[source]

compiler/types/TyCon.hs

Note [Type synonym families]

[note link]

  • Type synonym families, also known as “type functions”, map directly onto the type functions in FC:

    type family F a :: * type instance F Int = Bool ..etc…

  • Reply “yes” to isTypeFamilyTyCon, and isFamilyTyCon

  • From the user’s point of view (F Int) and Bool are simply equivalent types.

  • A Haskell 98 type synonym is a degenerate form of a type synonym family.

  • Type functions can’t appear in the LHS of a type function:

    type instance F (F Int) = … – BAD!

  • Translation of type family decl:

    type family F a :: *

    translates to

    a FamilyTyCon ‘F’, whose FamTyConFlav is OpenSynFamilyTyCon

    type family G a :: * where

    G Int = Bool G Bool = Char G a = ()

    translates to

    a FamilyTyCon ‘G’, whose FamTyConFlav is ClosedSynFamilyTyCon, with the appropriate CoAxiom representing the equations

We also support injective type families – see Note [Injective type families]

Note [Data type families]

[note link]

See also Note [Wrappers for data instance tycons] in MkId.hs

  • Data type families are declared thus
    data family T a :: * data instance T Int = T1 | T2 Bool
Here T is the "family TyCon".
  • Reply “yes” to isDataFamilyTyCon, and isFamilyTyCon

  • The user does not see any “equivalent types” as he did with type synonym families.

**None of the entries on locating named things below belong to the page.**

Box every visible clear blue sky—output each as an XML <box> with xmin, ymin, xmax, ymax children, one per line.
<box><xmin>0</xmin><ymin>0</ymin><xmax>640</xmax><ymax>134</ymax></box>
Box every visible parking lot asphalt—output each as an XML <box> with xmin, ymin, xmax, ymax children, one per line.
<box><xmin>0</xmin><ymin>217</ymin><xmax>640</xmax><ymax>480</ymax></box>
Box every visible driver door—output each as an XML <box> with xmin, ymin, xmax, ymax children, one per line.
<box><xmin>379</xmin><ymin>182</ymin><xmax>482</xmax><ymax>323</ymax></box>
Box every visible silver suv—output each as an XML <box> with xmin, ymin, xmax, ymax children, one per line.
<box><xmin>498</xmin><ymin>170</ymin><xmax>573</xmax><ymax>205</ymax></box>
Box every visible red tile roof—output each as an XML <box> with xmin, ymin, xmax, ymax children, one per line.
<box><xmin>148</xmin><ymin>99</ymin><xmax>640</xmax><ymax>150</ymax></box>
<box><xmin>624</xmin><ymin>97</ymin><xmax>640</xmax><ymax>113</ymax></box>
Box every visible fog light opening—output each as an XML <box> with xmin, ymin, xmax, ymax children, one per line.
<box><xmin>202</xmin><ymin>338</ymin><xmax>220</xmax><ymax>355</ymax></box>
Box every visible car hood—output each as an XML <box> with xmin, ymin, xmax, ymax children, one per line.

He just sees constructors with types

    T1 :: T Int T2 :: Bool -> T Int

  • Here’s the FC version of the above declarations:

data T a
data R:TInt = T1 | T2 Bool
axiom ax_ti : T Int ~R R:TInt

Note that this is a representational coercion The R:TInt is the “representation TyCons”. It has an AlgTyConFlav of

DataFamInstTyCon T [Int] ax_ti
  • The axiom ax_ti may be eta-reduced; see Note [Eta reduction for data families] in FamInstEnv
  • Data family instances may have a different arity than the data family. See Note [Arity of data families] in FamInstEnv
  • The data constructor T2 has a wrapper (which is what the source-level “T2” invokes):
$WT2 :: Bool -> T Int
$WT2 b = T2 b `cast` sym ax_ti
  • A data instance can declare a fully-fledged GADT:
data instance T (a,b) where
  X1 :: T (Int,Bool)
  X2 :: a -> b -> T (a,b)
Here's the FC version of the above declaration:
data R:TPair a b where
  X1 :: R:TPair Int Bool
  X2 :: a -> b -> R:TPair a b
axiom ax_pr :: T (a,b)  ~R  R:TPair a b
$WX1 :: forall a b. a -> b -> T (a,b)
$WX1 a b (x::a) (y::b) = X2 a b x y `cast` sym (ax_pr a b)
The R:TPair are the "representation TyCons".
We have a bit of work to do, to unpick the result types of the
data instance declaration for T (a,b), to get the result type in the
representation; e.g.  T (a,b) --> R:TPair a b
The representation TyCon R:TList, has an AlgTyConFlav of
DataFamInstTyCon T [(a,b)] ax_pr
  • Notice that T is NOT translated to a FC type function; it just becomes a “data type” with no constructors, which can be coerced into R:TInt, R:TPair by the axioms. These axioms axioms come into play when (and only when) you

    • use a data constructor
    • do pattern matching

    Rather like newtype, in fact

    As a result

    • T behaves just like a data type so far as decomposition is concerned
    • (T Int) is not implicitly converted to R:TInt during type inference. Indeed the latter type is unknown to the programmer.
    • There is an instance for (T Int) in the type-family instance environment, but it is only used for overlap checking
    • It’s fine to have T in the LHS of a type function: type instance F (T a) = [a]
It was this last point that confused me!  The big thing is that you
should not think of a data family T as a *type function* at all, not
even an injective one!  We can't allow even injective type functions
on the LHS of a type function:
      type family injective G a :: *
      type instance F (G Int) = Bool
is no good, even if G is injective, because consider
      type instance G Int = Bool
      type instance F Bool = Char
So a data type family is not an injective type function. It's just a
data type with some axioms that connect it to other data types.
  • The tyConTyVars of the representation tycon are the tyvars that the user wrote in the patterns. This is important in TcDeriv, where we bring these tyvars into scope before type-checking the deriving clause. This fact is arranged for in TcInstDecls.tcDataFamInstDecl.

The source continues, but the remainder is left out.